Phylogenetic network analysis of SARS-CoV-2 genomes
摘要:
In a phylogenetic network analysis of 160 complete human severe acute respiratory syndrome coronavirus 2 (SARS-Cov-2) genomes, we find three central variants distinguished by amino acid changes, which we have named A, B, and C, with A being the ancestral type according to the bat outgroup coronavirus. The A and C types are found in significant proportions outside East Asia, that is, in Europeans and Americans. In contrast, the B type is the most common type in East Asia, and its ancestral genome appears not to have spread outside East Asia without first mutating into derived B types, pointing to founder effects or immunological or environmental resistance against this type outside Asia. The network faithfully traces routes of infections for documented coronavirus disease 2019 (COVID-19) cases, indicating that phylogenetic networks can likewise be successfully used to help trace undocumented COVID-19 infection sources, which can then be quarantined to prevent recurrent spread of the disease worldwide.
Google 翻譯:
在對160個完整的人類嚴重急性呼吸係統綜合症冠狀病毒2(SARS-Cov-2)基因組進行的係統進化網絡分析中,我們發現了三個主要的變異體,它們的氨基酸變化不同,我們將其命名為A,B和C,其中A為根據蝙蝠的外祖先型冠狀病毒。 A和C類型在東亞以外地區(即歐洲人和美國人中)的比例很高。相比之下,B型是東亞最常見的類型,其祖先基因組似乎沒有先突變成衍生的B型就沒有在東亞以外傳播,這表明在亞洲以外對該類型的創始人具有影響力或免疫或環境抵抗力。該網絡忠實地跟蹤了記錄在案的冠狀病毒病2019(COVID-19)病例的感染途徑,這表明係統進化網絡同樣可以成功地用於幫助跟蹤未記錄的COVID-19感染源,然後可以對其進行隔離以防止疾病複發全世界。
Fig. 1.
Phylogenetic network of 160 SARS-CoV-2 genomes. Node A is the root cluster obtained with the bat (R. affinis) coronavirus isolate BatCoVRaTG13 from Yunnan Province. Circle areas are proportional to the number of taxa, and each notch on the links represents a mutated nucleotide position. The sequence range under consideration is 56 to 29,797, with nucleotide position (np) numbering according to the Wuhan 1 reference sequence (8). The median-joining network algorithm (2) and the Steiner algorithm (9) were used, both implemented in the software package Network5011CS (https://www.fluxus-engineering.com/), with the parameter epsilon set to zero, generating this network containing 288 most-parsimonious trees of length 229 mutations.

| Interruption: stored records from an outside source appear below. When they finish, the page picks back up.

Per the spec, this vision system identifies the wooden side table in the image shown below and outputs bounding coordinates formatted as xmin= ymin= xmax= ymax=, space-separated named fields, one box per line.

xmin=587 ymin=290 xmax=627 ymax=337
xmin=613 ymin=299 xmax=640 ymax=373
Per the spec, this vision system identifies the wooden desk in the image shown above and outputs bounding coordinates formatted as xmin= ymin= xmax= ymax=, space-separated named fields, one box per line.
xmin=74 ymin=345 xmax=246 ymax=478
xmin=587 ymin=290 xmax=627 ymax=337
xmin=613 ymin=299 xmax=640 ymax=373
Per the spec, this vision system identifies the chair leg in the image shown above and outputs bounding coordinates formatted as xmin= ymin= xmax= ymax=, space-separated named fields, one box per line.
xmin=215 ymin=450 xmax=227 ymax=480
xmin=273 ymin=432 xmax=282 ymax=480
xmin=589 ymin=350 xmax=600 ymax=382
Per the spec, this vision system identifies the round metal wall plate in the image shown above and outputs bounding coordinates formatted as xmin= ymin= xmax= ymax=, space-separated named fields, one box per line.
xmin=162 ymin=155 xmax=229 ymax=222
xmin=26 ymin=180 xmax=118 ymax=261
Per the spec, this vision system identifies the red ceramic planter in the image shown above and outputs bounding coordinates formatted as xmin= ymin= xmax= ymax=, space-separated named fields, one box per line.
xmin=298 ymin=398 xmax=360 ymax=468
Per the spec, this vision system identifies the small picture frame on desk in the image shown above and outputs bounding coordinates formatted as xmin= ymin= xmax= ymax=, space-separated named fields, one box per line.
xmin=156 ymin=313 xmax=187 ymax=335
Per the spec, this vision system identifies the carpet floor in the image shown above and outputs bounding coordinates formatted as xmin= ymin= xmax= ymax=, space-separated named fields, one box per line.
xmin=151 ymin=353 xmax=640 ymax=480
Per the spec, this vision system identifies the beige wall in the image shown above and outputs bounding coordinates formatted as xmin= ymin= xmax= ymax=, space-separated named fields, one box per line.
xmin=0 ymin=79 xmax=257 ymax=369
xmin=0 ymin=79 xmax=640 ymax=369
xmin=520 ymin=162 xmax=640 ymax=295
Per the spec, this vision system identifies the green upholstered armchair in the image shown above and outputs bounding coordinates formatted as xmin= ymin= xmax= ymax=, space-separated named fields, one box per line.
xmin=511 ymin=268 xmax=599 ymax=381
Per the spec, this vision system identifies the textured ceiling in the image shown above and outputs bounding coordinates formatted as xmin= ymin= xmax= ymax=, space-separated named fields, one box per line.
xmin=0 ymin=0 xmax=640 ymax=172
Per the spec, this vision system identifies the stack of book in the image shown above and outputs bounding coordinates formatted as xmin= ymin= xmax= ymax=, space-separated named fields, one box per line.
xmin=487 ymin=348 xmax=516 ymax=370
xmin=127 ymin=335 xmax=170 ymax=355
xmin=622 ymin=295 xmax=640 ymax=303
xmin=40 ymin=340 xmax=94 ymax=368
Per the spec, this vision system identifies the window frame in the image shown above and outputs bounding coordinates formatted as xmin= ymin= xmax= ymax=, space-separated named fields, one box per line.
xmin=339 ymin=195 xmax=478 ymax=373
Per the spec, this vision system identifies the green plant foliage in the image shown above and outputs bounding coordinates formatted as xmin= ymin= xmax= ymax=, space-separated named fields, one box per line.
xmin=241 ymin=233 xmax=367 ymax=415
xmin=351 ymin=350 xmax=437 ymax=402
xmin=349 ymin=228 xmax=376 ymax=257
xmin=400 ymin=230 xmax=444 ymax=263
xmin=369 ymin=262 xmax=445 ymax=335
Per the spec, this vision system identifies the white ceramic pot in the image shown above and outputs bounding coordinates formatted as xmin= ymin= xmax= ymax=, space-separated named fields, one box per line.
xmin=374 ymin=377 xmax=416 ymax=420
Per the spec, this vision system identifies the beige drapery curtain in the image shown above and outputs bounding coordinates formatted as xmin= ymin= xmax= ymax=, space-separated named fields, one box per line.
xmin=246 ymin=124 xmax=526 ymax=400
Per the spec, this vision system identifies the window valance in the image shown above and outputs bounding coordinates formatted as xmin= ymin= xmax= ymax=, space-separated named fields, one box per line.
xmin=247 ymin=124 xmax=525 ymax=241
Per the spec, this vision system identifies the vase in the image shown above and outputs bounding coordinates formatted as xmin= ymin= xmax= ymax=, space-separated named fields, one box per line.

The reticulations are mainly caused by recurrent mutations at np11083. The 161 taxa (160 human viruses and one bat virus) yield 101 distinct genomic sequences. The phylogenetic diagram is available for detailed scrutiny in A0 poster format (SI Appendix, Fig. S5) and in the free Network download files.